The Rhino Poaching Crisis

The Enemy is Greed, Ignorance, Indifference and Cruelty

Fuelled by a growing demand for rhino horn in primarily China and Vietnam and driven by international criminal syndicates (many suspected to be linked to international terrorism), rhinos around the world are under threat of extinction. In 2012, both the Western Black rhino (Africa) and the Vietnamese Javan rhino species were declared extinct, and there are less than six Northern White rhino left in central Africa.

South Africa is now the last country in the world with a significant population of rhinos left in the wild. This is one of the reasons why it is bearing the brunt of what can arguably be described as one of the worst global wildlife conservation crises of the past 100 years.

Southern White rhinos once roamed throughout Southern Africa until uncontrolled hunting in the 19th Century all but exterminated them. Thought to be extinct, 40 individual animals were discovered in the province of KwaZulu-Natal (KZN) in 1894, which lead to concerted efforts by the province to save these last survivors of a once-prolific species. By the 1960s, their numbers had increased to 600 and so began Operation Rhino – the international success story that saw the translocation of hundreds of Southern White rhino back into habitats across Africa, including the Kruger National Park. It is thanks to KZN’s rhino conservation pioneers that in 2010, Southern White rhinos around the world numbered 22,000 – 93% of them in South Africa.

This has now dropped to less than 18,000 worldwide. Plus, there are only 3,600 of the more critically endangered Black rhino left in the world; around 50% of them are found in South Africa. At the coalface of South Africa’s rhino poaching crisis are individuals and institutions who are fighting day and night for the survival of these two African rhino species in the face of seemingly insurmountable odds. The Project Rhino KZN team are one of these and are leading the fight against rhino poaching in the KZN province.

Today, KZN has the greatest density of Rhino in South Africa with 21% of the nation’s White rhinos and 24% of the national Black rhino population. The province has lost over 600 rhinos to poachers in the past 10 years; whilst these odds seem good compared to other regions (only 10% of the national tally) it is because provincial role-players are being proactive and taking the fight to the poaching syndicates.

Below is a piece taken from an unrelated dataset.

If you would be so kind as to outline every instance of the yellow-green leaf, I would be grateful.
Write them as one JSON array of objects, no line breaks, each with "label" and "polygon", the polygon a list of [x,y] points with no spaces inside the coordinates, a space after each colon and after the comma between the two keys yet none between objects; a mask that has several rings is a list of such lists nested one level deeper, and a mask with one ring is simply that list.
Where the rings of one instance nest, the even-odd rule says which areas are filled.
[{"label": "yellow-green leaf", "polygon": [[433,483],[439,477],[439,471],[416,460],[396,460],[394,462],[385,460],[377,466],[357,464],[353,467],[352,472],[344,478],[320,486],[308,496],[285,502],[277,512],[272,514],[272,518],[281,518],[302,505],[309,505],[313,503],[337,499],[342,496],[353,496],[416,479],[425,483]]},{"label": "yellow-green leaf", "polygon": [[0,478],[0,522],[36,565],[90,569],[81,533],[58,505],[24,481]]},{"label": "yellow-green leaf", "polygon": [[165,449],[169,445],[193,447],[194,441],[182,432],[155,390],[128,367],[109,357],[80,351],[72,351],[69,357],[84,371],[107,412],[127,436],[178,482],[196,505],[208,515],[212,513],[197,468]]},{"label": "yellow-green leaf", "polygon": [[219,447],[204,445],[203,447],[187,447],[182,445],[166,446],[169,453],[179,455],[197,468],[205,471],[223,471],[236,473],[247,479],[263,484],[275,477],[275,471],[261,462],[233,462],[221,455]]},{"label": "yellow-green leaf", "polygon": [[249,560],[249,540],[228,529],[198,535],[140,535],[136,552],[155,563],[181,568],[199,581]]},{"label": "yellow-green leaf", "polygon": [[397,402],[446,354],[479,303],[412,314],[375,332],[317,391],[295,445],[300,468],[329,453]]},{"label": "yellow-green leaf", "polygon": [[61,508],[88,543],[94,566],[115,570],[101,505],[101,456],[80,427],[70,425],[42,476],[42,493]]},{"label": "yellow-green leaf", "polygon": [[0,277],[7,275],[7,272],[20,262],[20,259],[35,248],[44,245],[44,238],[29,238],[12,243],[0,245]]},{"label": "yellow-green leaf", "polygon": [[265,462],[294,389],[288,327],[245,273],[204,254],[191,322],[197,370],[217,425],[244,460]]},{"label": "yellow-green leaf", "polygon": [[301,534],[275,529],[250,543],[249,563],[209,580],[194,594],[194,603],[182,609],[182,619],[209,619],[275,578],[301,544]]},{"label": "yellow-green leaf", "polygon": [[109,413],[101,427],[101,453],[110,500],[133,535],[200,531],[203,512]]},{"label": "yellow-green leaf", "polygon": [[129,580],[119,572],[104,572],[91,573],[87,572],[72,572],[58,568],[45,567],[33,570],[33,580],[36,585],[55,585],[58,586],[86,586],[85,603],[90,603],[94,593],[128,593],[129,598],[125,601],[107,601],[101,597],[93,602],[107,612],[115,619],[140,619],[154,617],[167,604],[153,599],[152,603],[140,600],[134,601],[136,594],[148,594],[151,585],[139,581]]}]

Rhino poaching comes in the form of planned, furtive raids by poachers armed with high-calibre weapons, night-vision equipment, getaway vehicles, and backed by vast, well-funded and organised international criminal networks. Rangers are increasingly being targeted – evidenced by the growing number of AK47s found in the possession of poachers, which are carried alongside hunting rifles and axes, in case of interception by anti-poaching units.

To win, we need a new breed of Warrior who will fight on the ground, fight with technology – and fight in the air…

Countering escalating poaching threats requires sophisticated responses, many of which have never before been used in the conservation sector. The past few years have seen a large-scale concerted response by South Africa’s conservation community to fight back against rhino poaching: game rangers are being trained in paramilitary skills; hi-tech equipment such as thermal imaging is now common; in the Kruger National Park, the South African Defence Force has been deployed; legal and judicial experts are teaming up with State Prosecutors to improve Court convictions, and communities living close to game reserves are being turned into Rhino Ambassadors – guarding the guardians of South Africa’s rhinos.

Aerial surveillance is proving to be a highly worthwhile addition to on-the-ground anti-poaching operations.